OTOH, a lot of these groups of companies with "Open" in their name really aren't interested in open anyway, at least not to non-members. But when MS joins, everyone else tends to end up disadvantaged.
Hard to read much into any of these (Score:3)
Large companies are aggressive on the marketing value of attaching their names to various projects/initiatives, so it's hard to read much of anything into one 'joining' one or another in terms of substantive value.
OpenStack has been long problematic and has tried to rectify with a rebrand to Open Infrastructure to try to chase a broader and more vague mission. Which is a continuation of the problem OpenStack has long had, lack of concrete vision and a codebase that sort of meanders around at the whims of whatever company feels like dumping random code on them in the name of some marketing fodder that company wants, with those companies changing every few months, abandoning the crap they just dumped and new crap arriving to mess with things. So they aren't in the mode of saying 'no', even when 'no' is really called for.

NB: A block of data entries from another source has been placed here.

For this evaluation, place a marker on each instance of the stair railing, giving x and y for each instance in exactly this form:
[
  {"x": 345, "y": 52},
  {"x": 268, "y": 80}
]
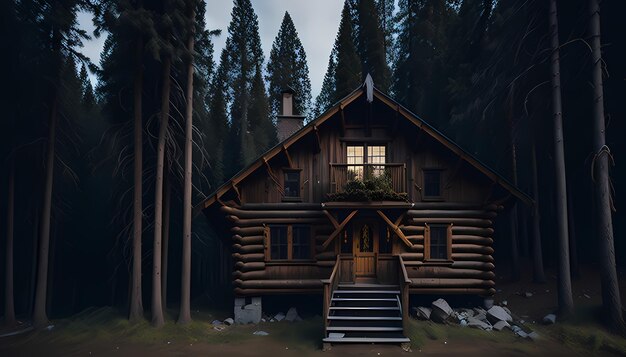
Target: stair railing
[
  {"x": 405, "y": 284},
  {"x": 330, "y": 285}
]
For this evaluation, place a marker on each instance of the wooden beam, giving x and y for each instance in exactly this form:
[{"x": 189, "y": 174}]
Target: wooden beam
[
  {"x": 331, "y": 218},
  {"x": 395, "y": 228},
  {"x": 291, "y": 166},
  {"x": 339, "y": 228}
]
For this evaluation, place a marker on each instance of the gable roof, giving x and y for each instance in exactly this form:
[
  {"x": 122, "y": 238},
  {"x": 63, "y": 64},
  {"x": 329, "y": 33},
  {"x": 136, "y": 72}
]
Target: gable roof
[{"x": 312, "y": 126}]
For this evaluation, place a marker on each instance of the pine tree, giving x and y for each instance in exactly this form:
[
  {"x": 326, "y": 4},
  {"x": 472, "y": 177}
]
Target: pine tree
[
  {"x": 371, "y": 44},
  {"x": 325, "y": 99},
  {"x": 241, "y": 56},
  {"x": 288, "y": 67},
  {"x": 348, "y": 74}
]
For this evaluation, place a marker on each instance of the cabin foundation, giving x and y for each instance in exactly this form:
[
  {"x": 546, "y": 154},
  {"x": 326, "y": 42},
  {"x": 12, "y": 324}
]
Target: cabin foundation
[{"x": 248, "y": 310}]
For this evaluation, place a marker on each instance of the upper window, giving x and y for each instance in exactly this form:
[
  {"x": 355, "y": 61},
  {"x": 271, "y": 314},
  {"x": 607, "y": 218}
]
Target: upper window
[
  {"x": 364, "y": 156},
  {"x": 292, "y": 184},
  {"x": 289, "y": 242},
  {"x": 438, "y": 242},
  {"x": 432, "y": 184}
]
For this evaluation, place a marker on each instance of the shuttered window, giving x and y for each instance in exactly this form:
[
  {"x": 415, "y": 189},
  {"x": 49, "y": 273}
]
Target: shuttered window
[
  {"x": 288, "y": 242},
  {"x": 438, "y": 242}
]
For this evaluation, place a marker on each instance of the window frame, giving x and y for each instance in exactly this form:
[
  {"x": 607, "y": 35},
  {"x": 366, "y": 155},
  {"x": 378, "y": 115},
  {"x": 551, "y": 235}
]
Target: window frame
[
  {"x": 428, "y": 197},
  {"x": 286, "y": 171},
  {"x": 365, "y": 157},
  {"x": 268, "y": 243},
  {"x": 427, "y": 240}
]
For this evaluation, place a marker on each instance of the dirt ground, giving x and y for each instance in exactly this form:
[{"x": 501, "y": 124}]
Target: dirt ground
[{"x": 105, "y": 332}]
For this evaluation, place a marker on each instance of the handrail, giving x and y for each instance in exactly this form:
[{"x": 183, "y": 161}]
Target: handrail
[
  {"x": 405, "y": 284},
  {"x": 330, "y": 285}
]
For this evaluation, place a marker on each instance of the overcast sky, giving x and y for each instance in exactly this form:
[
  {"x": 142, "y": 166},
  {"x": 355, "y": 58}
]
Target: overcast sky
[{"x": 317, "y": 22}]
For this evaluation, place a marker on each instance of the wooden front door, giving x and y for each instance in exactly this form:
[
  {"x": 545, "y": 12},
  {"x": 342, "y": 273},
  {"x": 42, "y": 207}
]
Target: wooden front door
[{"x": 365, "y": 240}]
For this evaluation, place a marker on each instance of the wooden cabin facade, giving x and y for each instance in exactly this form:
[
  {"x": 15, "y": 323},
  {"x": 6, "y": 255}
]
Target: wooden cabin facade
[{"x": 295, "y": 229}]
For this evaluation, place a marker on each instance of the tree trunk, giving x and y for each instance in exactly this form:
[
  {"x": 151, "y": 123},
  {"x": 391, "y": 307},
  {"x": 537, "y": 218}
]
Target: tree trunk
[
  {"x": 573, "y": 251},
  {"x": 513, "y": 217},
  {"x": 157, "y": 307},
  {"x": 136, "y": 304},
  {"x": 184, "y": 316},
  {"x": 566, "y": 303},
  {"x": 40, "y": 318},
  {"x": 611, "y": 302},
  {"x": 9, "y": 302},
  {"x": 539, "y": 275},
  {"x": 166, "y": 234}
]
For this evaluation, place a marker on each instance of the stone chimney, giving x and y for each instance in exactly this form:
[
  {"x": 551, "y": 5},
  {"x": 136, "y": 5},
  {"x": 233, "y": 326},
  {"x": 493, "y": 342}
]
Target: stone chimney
[{"x": 287, "y": 122}]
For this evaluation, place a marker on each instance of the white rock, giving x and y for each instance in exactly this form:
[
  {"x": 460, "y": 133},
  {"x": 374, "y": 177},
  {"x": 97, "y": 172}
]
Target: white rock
[
  {"x": 422, "y": 312},
  {"x": 441, "y": 311},
  {"x": 549, "y": 319},
  {"x": 292, "y": 315},
  {"x": 279, "y": 316},
  {"x": 498, "y": 326},
  {"x": 497, "y": 313}
]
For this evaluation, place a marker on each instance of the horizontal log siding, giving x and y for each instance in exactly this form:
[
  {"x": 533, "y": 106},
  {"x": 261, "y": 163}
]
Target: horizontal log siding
[{"x": 471, "y": 268}]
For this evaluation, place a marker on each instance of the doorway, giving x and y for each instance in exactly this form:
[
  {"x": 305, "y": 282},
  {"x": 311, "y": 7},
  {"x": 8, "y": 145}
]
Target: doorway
[{"x": 365, "y": 248}]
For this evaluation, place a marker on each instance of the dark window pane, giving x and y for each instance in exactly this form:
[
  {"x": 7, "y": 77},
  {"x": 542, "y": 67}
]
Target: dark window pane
[
  {"x": 438, "y": 242},
  {"x": 279, "y": 244},
  {"x": 292, "y": 184},
  {"x": 301, "y": 242},
  {"x": 432, "y": 183},
  {"x": 385, "y": 239}
]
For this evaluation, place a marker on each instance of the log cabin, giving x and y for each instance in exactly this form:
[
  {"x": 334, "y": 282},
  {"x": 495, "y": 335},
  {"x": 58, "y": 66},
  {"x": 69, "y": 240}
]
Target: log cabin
[{"x": 365, "y": 205}]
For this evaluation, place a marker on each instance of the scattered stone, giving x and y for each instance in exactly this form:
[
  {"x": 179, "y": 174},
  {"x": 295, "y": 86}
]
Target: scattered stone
[
  {"x": 292, "y": 314},
  {"x": 500, "y": 325},
  {"x": 549, "y": 319},
  {"x": 476, "y": 323},
  {"x": 441, "y": 311},
  {"x": 534, "y": 336},
  {"x": 279, "y": 316},
  {"x": 498, "y": 313},
  {"x": 422, "y": 313}
]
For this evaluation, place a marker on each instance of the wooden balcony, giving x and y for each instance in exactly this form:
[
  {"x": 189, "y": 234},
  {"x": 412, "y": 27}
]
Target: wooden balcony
[{"x": 340, "y": 174}]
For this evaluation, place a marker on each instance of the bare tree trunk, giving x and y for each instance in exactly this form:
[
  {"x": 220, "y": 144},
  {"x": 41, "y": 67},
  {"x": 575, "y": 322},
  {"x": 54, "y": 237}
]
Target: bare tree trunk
[
  {"x": 566, "y": 303},
  {"x": 611, "y": 302},
  {"x": 157, "y": 307},
  {"x": 9, "y": 302},
  {"x": 40, "y": 318},
  {"x": 166, "y": 234},
  {"x": 513, "y": 215},
  {"x": 184, "y": 316},
  {"x": 539, "y": 275},
  {"x": 136, "y": 304},
  {"x": 573, "y": 251}
]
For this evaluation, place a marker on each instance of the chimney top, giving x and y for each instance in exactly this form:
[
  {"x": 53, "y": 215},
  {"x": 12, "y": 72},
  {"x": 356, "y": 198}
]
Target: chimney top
[{"x": 287, "y": 122}]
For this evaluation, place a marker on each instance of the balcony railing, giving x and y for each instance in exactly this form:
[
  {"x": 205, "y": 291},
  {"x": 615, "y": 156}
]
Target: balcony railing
[{"x": 340, "y": 174}]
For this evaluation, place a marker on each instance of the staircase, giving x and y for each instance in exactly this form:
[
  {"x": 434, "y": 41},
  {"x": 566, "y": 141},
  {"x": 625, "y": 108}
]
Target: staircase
[{"x": 365, "y": 313}]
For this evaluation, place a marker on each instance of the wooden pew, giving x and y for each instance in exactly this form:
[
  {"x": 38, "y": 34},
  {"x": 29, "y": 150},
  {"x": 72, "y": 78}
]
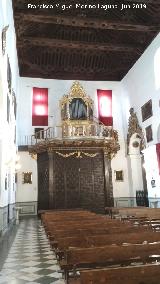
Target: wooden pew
[
  {"x": 147, "y": 274},
  {"x": 55, "y": 234},
  {"x": 96, "y": 257},
  {"x": 62, "y": 244}
]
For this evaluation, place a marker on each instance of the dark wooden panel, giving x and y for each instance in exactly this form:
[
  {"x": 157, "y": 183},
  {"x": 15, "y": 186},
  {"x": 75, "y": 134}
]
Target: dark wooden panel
[{"x": 71, "y": 182}]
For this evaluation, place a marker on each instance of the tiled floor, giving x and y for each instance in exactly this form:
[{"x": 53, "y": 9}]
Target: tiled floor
[{"x": 30, "y": 259}]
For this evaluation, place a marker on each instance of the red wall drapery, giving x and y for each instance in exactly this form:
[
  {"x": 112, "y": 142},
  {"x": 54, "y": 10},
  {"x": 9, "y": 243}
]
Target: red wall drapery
[
  {"x": 158, "y": 155},
  {"x": 40, "y": 107},
  {"x": 105, "y": 107}
]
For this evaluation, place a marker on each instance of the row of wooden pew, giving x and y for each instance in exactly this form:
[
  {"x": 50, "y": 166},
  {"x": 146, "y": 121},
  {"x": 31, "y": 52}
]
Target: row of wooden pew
[{"x": 93, "y": 249}]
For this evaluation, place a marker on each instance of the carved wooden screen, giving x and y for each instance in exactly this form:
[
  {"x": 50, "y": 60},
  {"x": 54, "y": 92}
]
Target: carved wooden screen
[{"x": 74, "y": 183}]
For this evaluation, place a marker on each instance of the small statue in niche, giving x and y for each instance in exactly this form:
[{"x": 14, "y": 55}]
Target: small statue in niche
[
  {"x": 78, "y": 109},
  {"x": 134, "y": 127}
]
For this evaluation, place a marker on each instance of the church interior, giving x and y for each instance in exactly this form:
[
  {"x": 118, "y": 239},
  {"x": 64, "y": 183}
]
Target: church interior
[{"x": 79, "y": 141}]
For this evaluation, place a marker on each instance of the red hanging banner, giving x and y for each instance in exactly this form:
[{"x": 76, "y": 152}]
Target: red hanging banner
[
  {"x": 40, "y": 107},
  {"x": 105, "y": 107},
  {"x": 158, "y": 155}
]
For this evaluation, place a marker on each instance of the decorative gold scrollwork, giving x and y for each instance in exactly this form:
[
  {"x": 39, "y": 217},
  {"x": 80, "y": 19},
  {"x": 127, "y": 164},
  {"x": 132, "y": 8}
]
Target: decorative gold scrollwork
[{"x": 78, "y": 154}]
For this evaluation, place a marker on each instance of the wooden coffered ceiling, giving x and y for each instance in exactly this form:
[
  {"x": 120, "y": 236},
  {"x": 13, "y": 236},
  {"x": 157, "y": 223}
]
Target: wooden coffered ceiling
[{"x": 92, "y": 42}]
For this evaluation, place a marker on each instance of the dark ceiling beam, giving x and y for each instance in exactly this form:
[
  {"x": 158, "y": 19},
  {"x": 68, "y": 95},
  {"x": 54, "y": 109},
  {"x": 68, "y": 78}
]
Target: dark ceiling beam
[
  {"x": 84, "y": 22},
  {"x": 56, "y": 43}
]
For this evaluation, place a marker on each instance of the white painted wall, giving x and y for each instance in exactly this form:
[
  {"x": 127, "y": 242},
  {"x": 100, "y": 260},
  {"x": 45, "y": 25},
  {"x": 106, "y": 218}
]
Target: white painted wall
[
  {"x": 141, "y": 84},
  {"x": 7, "y": 146},
  {"x": 152, "y": 172},
  {"x": 26, "y": 192}
]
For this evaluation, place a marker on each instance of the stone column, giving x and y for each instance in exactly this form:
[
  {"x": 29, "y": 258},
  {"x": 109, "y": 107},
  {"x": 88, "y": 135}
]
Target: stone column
[
  {"x": 51, "y": 179},
  {"x": 108, "y": 186}
]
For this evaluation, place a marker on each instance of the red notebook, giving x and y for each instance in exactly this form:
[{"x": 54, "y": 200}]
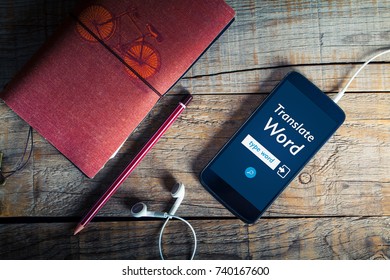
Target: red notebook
[{"x": 97, "y": 78}]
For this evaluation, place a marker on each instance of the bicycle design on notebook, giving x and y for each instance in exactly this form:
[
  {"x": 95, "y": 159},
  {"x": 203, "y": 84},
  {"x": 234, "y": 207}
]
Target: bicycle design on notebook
[{"x": 138, "y": 54}]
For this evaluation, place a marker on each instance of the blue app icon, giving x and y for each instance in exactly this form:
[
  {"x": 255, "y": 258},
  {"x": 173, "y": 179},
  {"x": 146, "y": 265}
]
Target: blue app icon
[{"x": 250, "y": 172}]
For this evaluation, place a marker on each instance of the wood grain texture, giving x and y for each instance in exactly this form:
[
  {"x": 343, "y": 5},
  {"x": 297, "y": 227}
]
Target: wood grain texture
[
  {"x": 338, "y": 207},
  {"x": 331, "y": 184},
  {"x": 298, "y": 238}
]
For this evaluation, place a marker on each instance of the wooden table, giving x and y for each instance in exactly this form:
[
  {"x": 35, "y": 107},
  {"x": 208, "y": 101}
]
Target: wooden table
[{"x": 338, "y": 207}]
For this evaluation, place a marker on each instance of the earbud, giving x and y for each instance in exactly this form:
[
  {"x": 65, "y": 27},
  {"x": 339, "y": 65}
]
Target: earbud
[
  {"x": 141, "y": 210},
  {"x": 178, "y": 192}
]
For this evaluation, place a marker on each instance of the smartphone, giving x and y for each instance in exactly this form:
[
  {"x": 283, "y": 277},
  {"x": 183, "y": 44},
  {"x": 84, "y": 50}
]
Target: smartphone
[{"x": 271, "y": 147}]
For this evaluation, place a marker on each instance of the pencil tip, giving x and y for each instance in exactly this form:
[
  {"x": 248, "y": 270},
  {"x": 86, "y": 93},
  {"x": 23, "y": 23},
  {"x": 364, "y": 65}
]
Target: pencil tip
[{"x": 78, "y": 229}]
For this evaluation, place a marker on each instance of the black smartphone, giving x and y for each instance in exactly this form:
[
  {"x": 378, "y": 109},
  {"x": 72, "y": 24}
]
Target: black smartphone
[{"x": 271, "y": 147}]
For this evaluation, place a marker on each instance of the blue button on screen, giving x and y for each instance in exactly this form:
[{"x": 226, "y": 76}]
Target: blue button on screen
[{"x": 250, "y": 172}]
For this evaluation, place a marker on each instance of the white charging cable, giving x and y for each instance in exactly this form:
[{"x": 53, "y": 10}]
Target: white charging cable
[{"x": 341, "y": 93}]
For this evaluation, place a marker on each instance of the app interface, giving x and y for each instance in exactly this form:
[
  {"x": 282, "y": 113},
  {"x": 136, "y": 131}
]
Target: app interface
[{"x": 273, "y": 145}]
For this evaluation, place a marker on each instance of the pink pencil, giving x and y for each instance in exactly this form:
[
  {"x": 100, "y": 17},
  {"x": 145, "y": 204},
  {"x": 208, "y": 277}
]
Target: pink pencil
[{"x": 133, "y": 164}]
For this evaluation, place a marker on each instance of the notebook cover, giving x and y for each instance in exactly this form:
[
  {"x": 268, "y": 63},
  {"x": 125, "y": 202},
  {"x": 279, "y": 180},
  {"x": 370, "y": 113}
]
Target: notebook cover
[{"x": 97, "y": 78}]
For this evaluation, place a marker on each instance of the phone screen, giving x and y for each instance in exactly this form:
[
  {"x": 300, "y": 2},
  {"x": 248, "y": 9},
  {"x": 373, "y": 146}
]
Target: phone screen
[{"x": 274, "y": 144}]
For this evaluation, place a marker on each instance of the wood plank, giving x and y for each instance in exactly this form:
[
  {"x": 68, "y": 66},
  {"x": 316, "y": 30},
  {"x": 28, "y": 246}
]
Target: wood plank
[
  {"x": 294, "y": 238},
  {"x": 349, "y": 176},
  {"x": 323, "y": 238},
  {"x": 24, "y": 27},
  {"x": 329, "y": 78}
]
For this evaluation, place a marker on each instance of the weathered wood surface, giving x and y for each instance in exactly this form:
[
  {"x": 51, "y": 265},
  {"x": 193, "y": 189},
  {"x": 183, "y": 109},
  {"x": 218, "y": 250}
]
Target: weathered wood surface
[
  {"x": 338, "y": 207},
  {"x": 298, "y": 238}
]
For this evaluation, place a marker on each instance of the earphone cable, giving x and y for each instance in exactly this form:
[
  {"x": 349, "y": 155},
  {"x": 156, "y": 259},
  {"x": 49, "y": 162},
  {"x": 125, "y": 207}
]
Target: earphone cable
[
  {"x": 22, "y": 161},
  {"x": 341, "y": 93},
  {"x": 162, "y": 231}
]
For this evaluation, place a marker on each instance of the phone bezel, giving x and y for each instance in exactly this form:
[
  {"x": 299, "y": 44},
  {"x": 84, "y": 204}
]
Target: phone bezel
[{"x": 230, "y": 197}]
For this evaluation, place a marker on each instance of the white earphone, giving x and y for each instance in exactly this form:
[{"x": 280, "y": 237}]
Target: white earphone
[{"x": 140, "y": 210}]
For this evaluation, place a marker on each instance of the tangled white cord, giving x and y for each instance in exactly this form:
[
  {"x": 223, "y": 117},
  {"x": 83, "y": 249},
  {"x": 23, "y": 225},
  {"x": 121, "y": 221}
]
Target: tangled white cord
[
  {"x": 162, "y": 231},
  {"x": 341, "y": 93}
]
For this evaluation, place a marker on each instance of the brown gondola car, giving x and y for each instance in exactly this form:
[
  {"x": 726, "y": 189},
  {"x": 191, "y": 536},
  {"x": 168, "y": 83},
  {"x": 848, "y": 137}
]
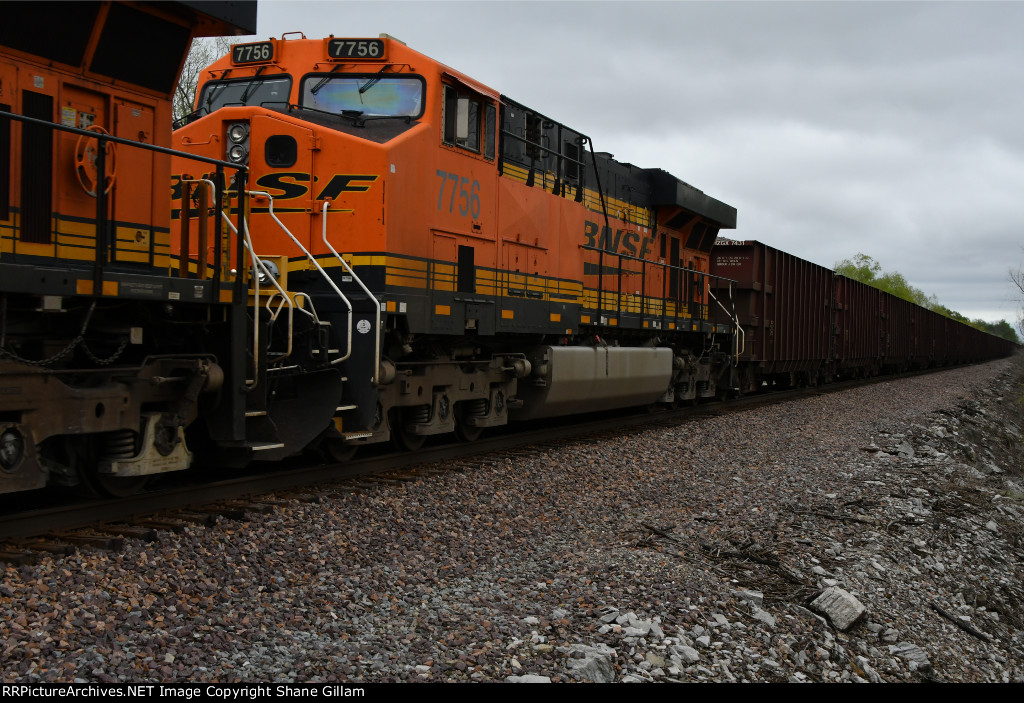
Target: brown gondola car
[{"x": 804, "y": 324}]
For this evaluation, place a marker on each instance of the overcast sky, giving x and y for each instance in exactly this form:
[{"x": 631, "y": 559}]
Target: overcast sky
[{"x": 895, "y": 129}]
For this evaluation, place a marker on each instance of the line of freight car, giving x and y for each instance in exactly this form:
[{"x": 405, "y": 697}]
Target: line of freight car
[{"x": 803, "y": 323}]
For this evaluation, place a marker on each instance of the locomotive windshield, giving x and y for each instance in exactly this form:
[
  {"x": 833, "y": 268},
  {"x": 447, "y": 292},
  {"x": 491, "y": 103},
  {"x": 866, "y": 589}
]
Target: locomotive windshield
[
  {"x": 373, "y": 95},
  {"x": 255, "y": 91}
]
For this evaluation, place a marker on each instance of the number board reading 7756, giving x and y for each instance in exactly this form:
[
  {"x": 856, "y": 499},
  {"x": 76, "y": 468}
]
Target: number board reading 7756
[
  {"x": 355, "y": 48},
  {"x": 257, "y": 52}
]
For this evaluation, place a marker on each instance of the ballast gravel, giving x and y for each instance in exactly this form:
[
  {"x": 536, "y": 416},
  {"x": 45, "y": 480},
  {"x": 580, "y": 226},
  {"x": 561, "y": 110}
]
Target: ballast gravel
[{"x": 685, "y": 554}]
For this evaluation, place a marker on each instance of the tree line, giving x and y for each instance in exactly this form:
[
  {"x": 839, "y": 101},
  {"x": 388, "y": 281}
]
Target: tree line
[{"x": 867, "y": 270}]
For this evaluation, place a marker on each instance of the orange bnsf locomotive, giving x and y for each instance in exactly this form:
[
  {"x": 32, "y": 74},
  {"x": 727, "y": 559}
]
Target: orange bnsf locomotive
[
  {"x": 465, "y": 260},
  {"x": 107, "y": 353}
]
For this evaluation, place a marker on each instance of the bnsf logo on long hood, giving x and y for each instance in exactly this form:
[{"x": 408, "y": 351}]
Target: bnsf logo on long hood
[{"x": 287, "y": 186}]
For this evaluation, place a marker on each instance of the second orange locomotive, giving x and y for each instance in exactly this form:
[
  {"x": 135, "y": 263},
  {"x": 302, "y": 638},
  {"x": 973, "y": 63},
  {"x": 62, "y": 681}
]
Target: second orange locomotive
[{"x": 469, "y": 258}]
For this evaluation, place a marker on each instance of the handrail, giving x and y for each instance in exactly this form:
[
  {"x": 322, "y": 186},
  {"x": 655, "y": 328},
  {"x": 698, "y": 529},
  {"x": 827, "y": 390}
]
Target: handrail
[
  {"x": 257, "y": 265},
  {"x": 327, "y": 277},
  {"x": 739, "y": 341},
  {"x": 377, "y": 303},
  {"x": 642, "y": 272},
  {"x": 103, "y": 218}
]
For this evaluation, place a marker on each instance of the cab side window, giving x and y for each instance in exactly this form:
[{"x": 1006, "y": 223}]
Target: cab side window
[{"x": 469, "y": 123}]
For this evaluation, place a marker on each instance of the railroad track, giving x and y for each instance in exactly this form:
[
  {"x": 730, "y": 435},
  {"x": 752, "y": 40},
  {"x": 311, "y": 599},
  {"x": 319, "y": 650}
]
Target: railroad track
[{"x": 107, "y": 523}]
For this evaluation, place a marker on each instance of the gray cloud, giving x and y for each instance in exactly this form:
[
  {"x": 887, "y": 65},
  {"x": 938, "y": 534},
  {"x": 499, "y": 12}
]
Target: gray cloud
[{"x": 835, "y": 128}]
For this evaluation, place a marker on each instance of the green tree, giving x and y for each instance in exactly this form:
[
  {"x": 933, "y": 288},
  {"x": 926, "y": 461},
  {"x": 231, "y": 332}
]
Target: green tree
[{"x": 867, "y": 270}]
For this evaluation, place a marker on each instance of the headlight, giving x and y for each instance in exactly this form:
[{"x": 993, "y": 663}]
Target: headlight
[
  {"x": 238, "y": 132},
  {"x": 11, "y": 448},
  {"x": 238, "y": 154}
]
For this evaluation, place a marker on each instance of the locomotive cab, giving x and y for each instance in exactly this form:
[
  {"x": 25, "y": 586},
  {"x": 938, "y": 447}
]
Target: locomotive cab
[{"x": 453, "y": 239}]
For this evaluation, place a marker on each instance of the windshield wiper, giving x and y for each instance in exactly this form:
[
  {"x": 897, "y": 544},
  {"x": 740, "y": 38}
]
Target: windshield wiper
[
  {"x": 252, "y": 84},
  {"x": 320, "y": 84},
  {"x": 373, "y": 81}
]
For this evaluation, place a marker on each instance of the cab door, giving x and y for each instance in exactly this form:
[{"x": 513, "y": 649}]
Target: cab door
[{"x": 282, "y": 165}]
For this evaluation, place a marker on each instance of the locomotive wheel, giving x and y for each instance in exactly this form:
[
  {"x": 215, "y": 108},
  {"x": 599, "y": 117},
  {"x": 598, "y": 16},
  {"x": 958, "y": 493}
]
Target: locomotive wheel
[
  {"x": 402, "y": 439},
  {"x": 338, "y": 449},
  {"x": 466, "y": 433},
  {"x": 81, "y": 450}
]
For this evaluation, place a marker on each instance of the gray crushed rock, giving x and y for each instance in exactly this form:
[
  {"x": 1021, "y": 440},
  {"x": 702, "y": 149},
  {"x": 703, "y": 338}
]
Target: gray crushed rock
[{"x": 536, "y": 564}]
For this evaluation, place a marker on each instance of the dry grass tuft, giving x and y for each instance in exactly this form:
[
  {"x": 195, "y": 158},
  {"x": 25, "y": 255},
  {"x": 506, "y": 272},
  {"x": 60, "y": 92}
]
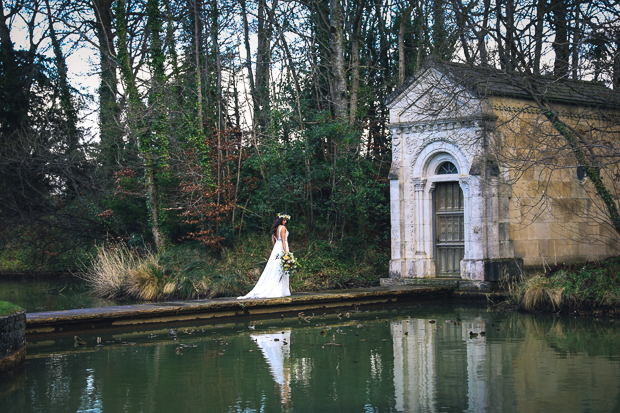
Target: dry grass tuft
[
  {"x": 539, "y": 293},
  {"x": 147, "y": 279},
  {"x": 108, "y": 274}
]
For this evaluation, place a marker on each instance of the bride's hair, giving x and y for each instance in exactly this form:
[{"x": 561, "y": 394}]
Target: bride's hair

Further, rather than simplifying a core usage scenario, they instead tend to actually make some simple things more difficult. The networking configurations of an OpenStack installation tend to look what someone guesses a cloud provider does under the covers without actually having worked for/seeing one of those providers while ignoring the fact that on-premise doesn't need that degree of complication anyway. The result is that things often don't work and it's *really* hard to trace the networking because of various tortuous things they do to the stack. The 'boring' work of making it usable doesn't attract developers and companies actually like the prospect of a 'must have' tech that simply *demands* consultant hours to implement, so companies aren't in a mood to try to bring things down to earth either.
For all the naysayers, claiming MS has "changed".. (Score:2, Interesting)
I'll kept this bookmarked:
https://news.slashdot.org/stor... [slashdot.org]
Notice the date. Half a month ago.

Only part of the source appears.